I am tempted to consider the function and safety of putting the floating grounds attached to a 'base' voltage, with the realization that it may greatly reduce the possible amperage in those lines - as the floating supply grounds (if connected) may draw power from it's use. I also wonder what would happen if floating supply is GNDed to .. say the base 3V line. And then used in series in other lines would start at 3V. Don't know and would be interested in learning this. I would guess that all would be fine as long as loads are below the lowest max amp rating on a voltage.

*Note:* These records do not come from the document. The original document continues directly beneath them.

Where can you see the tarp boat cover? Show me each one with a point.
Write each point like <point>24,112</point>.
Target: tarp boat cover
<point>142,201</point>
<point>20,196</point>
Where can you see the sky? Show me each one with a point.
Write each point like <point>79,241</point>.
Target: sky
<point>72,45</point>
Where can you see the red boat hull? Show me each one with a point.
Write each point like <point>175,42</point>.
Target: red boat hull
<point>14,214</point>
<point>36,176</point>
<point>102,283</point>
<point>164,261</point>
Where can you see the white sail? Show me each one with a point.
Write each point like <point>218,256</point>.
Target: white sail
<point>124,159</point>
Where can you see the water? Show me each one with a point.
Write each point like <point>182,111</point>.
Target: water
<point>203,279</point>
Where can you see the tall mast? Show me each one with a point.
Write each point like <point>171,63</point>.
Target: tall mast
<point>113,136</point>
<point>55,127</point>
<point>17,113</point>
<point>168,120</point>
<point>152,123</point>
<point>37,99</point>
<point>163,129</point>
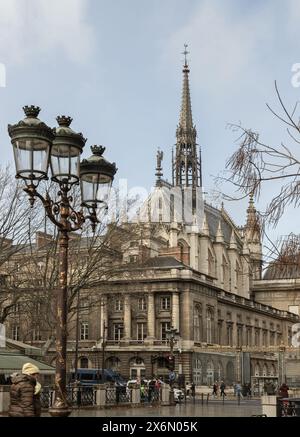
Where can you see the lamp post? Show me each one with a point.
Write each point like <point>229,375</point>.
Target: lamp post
<point>36,148</point>
<point>172,335</point>
<point>103,351</point>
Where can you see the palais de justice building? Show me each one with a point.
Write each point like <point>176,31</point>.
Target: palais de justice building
<point>191,269</point>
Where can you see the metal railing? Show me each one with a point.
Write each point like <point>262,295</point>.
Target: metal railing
<point>117,395</point>
<point>76,396</point>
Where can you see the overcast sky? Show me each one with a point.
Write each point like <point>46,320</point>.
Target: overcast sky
<point>115,67</point>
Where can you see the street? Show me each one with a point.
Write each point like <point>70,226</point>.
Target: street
<point>215,408</point>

One note already discussed is that older supplies must have a small load on 5V section before power up is possible. A simple resister between 5V to it's PS's GND (isolated or not) is needed in that case.. look to comments here for more info - if desired.

"May the (electric) Force be with you",
Steve

PS. Any 'floating' supply should be physically isolated, for safety of people and pets, and to prevent accidentally grounding. Watch for fire, as I've seen in my travels, a power supply melt isolation if incorrectly connected. (before floppy cable connecters were keyed, reversal will connect 5V to GND and supply will contently deliver at least the rated amperage for that voltage) .. poor cables, but eye opening, as most natural disasters are.

PPS. Great and useful Instructable!
jadi9291 year ago
actually I am going to try a 100 ohm 1 watt resistor like someone mentioned and see where that gets me

right now i had a10 ohm 10 watt resistor
jadi9291 year ago
Hi guys, I need some help. I followed all the steps and but my PS does not turn on, the fan doesn't turn on either.

Mine seems to have a brown "Sense" wire which I connected to 3.3v (orange) wires, but that didn't do anything.

I also tried connecting the brown wire to the black and green wires but that didn't do anything.

Also, BE VERY CAREFUL!! I GOT SHOCKED DOING THIS! MAKE SURE YOUR CAPACITORS ARE NOT CHARGED WHILE HANDLING!

I GOT SHOCKED PRETTY BAD LOL

a side question, the heatsinks inside the PS aren't supposed to have any voltages in them right? but when mine is plugged in my voltmeter reads 157v between the two heat sinks? WTF?